Il prospettato rafforzamento della corona potrebbe rinvigorire il mercato interno. La svalutazione ha reso più care le importazioni dall’eurozona. Tuttavia la ripresa e l’aumento della capacità di spesa dei cechi hanno controbilanciato ampiamente questa difficoltà. Ad esempio, nei tre anni della svalutazione della corona le importazioni delle automobili sono aumentate del 23,5 percento, quelle dell’abbigliamento e delle calzature di più del venti percento o gli elettrodomestici del 19,8 percento. Anche le ripercussioni sul turismo all’estero sembrano contenute.
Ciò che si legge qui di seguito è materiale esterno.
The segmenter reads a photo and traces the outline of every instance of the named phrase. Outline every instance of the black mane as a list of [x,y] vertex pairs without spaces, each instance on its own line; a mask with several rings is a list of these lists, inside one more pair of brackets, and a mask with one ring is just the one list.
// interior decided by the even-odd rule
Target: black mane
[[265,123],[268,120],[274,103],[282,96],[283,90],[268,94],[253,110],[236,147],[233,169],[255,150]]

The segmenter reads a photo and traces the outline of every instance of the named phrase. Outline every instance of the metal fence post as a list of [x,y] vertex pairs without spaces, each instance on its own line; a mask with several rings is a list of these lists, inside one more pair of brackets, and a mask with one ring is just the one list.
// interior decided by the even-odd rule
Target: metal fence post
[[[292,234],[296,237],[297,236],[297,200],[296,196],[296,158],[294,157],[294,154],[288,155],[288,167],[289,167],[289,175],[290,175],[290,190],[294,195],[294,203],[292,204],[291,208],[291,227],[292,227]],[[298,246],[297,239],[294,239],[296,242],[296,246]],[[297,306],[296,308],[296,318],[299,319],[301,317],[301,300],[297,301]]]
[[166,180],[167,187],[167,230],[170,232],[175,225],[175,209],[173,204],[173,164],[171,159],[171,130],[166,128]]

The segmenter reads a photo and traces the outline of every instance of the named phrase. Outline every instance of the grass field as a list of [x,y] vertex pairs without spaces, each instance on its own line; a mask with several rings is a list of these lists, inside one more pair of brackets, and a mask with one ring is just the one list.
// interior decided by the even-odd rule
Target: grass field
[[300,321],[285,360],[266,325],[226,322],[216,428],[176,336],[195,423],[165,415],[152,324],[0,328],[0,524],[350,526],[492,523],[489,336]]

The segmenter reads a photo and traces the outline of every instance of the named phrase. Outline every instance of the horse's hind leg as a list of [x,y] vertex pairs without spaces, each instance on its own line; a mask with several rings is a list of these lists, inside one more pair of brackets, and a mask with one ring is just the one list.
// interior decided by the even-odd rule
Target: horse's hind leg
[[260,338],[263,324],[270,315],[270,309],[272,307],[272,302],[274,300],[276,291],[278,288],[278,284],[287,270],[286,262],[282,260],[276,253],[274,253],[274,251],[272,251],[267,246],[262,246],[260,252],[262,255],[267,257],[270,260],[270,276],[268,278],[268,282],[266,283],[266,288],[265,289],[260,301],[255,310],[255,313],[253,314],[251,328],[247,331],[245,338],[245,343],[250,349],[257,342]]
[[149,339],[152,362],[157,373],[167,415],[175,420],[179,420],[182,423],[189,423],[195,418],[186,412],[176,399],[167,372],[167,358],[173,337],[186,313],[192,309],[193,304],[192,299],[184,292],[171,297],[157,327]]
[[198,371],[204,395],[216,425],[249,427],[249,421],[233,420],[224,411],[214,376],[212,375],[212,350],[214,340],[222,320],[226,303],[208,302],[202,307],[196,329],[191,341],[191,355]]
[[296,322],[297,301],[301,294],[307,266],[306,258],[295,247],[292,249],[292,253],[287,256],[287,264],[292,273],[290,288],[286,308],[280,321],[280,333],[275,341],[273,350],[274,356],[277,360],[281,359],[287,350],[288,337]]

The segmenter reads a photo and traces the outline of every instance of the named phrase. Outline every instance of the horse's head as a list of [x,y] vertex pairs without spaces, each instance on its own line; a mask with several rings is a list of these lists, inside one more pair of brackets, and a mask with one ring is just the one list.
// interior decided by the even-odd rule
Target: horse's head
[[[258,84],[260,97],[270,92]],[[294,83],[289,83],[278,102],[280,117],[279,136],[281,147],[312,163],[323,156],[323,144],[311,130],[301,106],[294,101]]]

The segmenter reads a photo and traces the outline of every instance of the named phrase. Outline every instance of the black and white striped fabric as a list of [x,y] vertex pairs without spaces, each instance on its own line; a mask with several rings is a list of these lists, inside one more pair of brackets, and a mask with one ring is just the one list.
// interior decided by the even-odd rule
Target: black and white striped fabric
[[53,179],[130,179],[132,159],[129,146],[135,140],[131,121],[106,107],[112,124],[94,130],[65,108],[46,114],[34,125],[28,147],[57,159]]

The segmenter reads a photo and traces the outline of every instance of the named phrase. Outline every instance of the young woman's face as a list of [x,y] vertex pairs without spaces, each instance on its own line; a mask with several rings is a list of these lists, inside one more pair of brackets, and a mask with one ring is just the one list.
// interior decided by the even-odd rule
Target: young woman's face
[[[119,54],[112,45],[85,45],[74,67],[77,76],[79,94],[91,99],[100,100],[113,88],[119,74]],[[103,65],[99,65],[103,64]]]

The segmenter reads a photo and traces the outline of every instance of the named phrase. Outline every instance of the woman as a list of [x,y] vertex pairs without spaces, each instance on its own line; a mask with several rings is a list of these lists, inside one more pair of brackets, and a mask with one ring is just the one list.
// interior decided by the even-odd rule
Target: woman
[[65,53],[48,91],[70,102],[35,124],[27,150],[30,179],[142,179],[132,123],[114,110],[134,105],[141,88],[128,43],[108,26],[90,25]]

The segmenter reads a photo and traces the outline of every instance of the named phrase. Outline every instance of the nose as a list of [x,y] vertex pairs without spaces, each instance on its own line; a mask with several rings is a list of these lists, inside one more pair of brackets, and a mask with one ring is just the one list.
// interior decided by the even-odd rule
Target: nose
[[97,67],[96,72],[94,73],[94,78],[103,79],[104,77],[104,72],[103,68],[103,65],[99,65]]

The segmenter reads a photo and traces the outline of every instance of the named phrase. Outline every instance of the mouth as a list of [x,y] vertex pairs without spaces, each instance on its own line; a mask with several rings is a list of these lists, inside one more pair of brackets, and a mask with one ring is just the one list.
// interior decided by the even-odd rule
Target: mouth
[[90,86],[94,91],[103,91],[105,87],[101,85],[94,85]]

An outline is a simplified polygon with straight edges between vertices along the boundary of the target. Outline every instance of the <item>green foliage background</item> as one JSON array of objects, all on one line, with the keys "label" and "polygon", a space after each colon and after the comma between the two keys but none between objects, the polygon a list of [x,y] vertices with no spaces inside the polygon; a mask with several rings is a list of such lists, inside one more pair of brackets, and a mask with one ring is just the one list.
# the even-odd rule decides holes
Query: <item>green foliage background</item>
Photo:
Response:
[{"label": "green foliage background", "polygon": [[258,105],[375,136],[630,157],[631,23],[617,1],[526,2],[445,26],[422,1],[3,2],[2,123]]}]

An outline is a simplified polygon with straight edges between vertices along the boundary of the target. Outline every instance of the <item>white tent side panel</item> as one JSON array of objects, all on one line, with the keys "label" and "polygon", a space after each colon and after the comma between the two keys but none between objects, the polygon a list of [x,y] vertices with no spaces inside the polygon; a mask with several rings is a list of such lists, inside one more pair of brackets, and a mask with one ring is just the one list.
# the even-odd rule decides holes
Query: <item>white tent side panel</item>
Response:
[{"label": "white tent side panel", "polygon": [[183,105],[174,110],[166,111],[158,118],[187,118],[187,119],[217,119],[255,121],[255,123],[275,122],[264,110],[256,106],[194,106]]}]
Nel 2014 si è effettivamente registrato un calo significativo dei viaggi all’estero ma il settore ha registrato una ripresa nel 2015. Lo scorso anno invece il numero dei viaggi estivi all’estero è calato di circa il dieci percento, mentre i pernottamenti negli alberghi cechi da parte dei turisti domestici è cresciuto dell’otto percento. «A influenzare fortemente il dato è stata però la mancanza di sicurezza percepita in molte delle destinazioni estere preferite» ha sottolineato l’Associazione delle Agenzie di Viaggio Ceche.

Ma alla fine la corona si rafforzerà?

Un leggero rafforzamento della corona avrà pertanto un impatto positivo sul mercato interno ma si andrà a cumulare con altri fattori, come l’aumento dei salari, non risultando quindi preponderante. Anche perché l’entità del rafforzamento rimane alquanto incerta. Secondo l’Associazione degli esportatori il rapporto di cambio potrebbe tornare allo stesso livello di quello precedente all’intervento della banca centrale. Anche le stime ufficiali della Banca Nazionale Ceca prevedono un rafforzamento. «Ma le nostre previsioni non tengono conto del fatto che il rafforzamento potrà essere rallentato dalle assicurazioni sul cambio stipulate dagli esportatori e dalla chiusura di posizioni di investitori finanziari. Gli effetti di questi acquisti potrebbero portare addirittura a una svalutazione della corona dopo la conclusione dell’intervento sul corso» sostiene il governatore Rusnok. La Banca Nazionale Ceca rimane comunque pronta a intervenire, qualora si verificassero sbalzi eccessivi in uno o nell’altro senso.